Personal information
- Full name: John Baird
- Born: 11 June 1980 (age 46)
- Original team: Box Hill/Xavier College
- Height: 189 cm (6 ft 2 in)
- Weight: 80 kg (176 lb)

Playing career^{1}
- Years: Club / Games (Goals)
- 2002–2005: Kangaroos / 46 (7)
- ^{1} Playing statistics correct to the end of 2005.

= John Baird (Australian footballer) =

Australian rules footballer (born 1980)

John Baird (born 11 June 1980) is an Australian rules footballer who played with the Kangaroos in the Australian Football League (AFL).

Baird, a defender, was promoted from the Kangaroos rookie list to play 14 games with the club in the 2002 AFL season. The previous year he had played a big part in Box Hill winning their first top division Victorian Football League (VFL) premiership, with a Norm Goss Memorial Medal winning performance in the grand final.

A regular fixture in the Kangaroos side during the 2003 season, Baird played in the first 20 rounds and earned the only Brownlow vote of his career when he kept Nick Riewoldt goal-less at the MCG.

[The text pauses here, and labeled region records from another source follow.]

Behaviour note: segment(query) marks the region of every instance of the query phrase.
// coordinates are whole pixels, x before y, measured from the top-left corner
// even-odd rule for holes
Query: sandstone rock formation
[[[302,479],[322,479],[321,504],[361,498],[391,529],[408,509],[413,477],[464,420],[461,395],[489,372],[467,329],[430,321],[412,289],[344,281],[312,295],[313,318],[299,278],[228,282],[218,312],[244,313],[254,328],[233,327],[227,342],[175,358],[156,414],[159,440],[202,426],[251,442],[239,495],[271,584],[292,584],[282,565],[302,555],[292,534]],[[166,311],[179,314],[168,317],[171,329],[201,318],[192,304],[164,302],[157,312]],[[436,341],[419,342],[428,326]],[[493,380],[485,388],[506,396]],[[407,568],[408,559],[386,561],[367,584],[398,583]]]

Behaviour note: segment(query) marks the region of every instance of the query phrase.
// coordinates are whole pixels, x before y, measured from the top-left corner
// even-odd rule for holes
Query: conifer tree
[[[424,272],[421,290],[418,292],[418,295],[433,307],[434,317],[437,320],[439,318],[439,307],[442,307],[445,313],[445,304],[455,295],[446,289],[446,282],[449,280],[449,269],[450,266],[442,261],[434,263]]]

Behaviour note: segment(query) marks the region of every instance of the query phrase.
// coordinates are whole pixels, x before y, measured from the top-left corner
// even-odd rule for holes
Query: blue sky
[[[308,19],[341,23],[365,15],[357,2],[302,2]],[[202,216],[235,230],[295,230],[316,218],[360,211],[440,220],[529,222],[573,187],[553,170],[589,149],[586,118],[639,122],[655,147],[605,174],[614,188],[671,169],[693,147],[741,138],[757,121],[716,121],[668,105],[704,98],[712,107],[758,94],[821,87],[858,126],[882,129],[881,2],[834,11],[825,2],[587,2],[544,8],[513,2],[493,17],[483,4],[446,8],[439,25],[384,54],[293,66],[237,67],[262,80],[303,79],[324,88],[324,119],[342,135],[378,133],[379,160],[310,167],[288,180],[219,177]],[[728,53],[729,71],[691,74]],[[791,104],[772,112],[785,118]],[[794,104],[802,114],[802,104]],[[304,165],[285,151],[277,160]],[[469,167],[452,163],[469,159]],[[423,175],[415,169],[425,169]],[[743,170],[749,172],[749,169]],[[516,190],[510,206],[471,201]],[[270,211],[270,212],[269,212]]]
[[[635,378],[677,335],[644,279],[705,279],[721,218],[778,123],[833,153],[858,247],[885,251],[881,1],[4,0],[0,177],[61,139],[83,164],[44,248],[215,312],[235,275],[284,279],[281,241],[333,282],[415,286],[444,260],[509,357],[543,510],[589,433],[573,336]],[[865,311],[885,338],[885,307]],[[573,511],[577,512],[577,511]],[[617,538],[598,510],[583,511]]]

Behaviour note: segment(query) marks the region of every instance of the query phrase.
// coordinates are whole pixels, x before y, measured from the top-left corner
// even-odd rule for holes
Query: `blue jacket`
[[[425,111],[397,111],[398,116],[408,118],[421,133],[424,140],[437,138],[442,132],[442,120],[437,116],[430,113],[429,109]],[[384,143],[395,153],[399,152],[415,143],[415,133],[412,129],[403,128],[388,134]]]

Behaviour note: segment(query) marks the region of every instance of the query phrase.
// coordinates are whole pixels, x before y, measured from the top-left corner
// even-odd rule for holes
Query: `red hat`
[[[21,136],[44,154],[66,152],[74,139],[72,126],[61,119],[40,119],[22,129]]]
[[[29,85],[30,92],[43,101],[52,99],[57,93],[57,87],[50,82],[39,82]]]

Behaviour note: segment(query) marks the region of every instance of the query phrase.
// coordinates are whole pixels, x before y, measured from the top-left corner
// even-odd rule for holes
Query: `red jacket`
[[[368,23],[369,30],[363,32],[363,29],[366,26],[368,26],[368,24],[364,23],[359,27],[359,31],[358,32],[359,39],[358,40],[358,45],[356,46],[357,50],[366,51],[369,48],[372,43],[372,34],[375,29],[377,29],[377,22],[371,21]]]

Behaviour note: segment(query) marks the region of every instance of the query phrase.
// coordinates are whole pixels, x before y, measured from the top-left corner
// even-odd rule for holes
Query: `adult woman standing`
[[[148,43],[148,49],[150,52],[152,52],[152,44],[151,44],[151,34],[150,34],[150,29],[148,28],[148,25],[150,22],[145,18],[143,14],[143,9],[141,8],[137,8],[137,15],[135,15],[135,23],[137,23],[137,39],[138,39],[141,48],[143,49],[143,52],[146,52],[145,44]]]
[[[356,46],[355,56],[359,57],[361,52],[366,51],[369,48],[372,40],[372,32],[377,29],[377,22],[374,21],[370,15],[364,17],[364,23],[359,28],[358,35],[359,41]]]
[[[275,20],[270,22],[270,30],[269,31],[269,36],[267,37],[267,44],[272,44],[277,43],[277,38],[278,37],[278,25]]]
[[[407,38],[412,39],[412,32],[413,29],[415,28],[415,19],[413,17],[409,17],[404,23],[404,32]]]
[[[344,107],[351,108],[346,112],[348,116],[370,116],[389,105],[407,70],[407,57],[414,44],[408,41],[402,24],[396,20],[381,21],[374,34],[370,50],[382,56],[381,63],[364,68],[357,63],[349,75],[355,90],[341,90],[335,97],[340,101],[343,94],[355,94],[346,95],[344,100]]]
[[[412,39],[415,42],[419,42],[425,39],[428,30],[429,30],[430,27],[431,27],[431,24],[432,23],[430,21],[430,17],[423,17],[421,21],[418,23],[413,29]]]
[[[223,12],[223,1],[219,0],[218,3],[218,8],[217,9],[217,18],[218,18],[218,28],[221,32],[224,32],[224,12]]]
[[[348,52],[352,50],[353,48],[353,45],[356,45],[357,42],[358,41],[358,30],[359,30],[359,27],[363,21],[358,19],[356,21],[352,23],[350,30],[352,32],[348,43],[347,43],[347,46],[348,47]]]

He spent much of the 2004 and 2005 playing with North Melbourne's then Port Melbourne. After being delisted at the end of 2005, Baird played for Port Adelaide in the 2006 SANFL season. He returned to Port Melbourne, which was by now a stand-alone VFL club not affiliated with any AFL club, in 2007 and two years later he was appointed club captain. In 2011 he captained Port Melbourne to the VFL premiership, and the team won all 21 games for the season, making it a perfect season.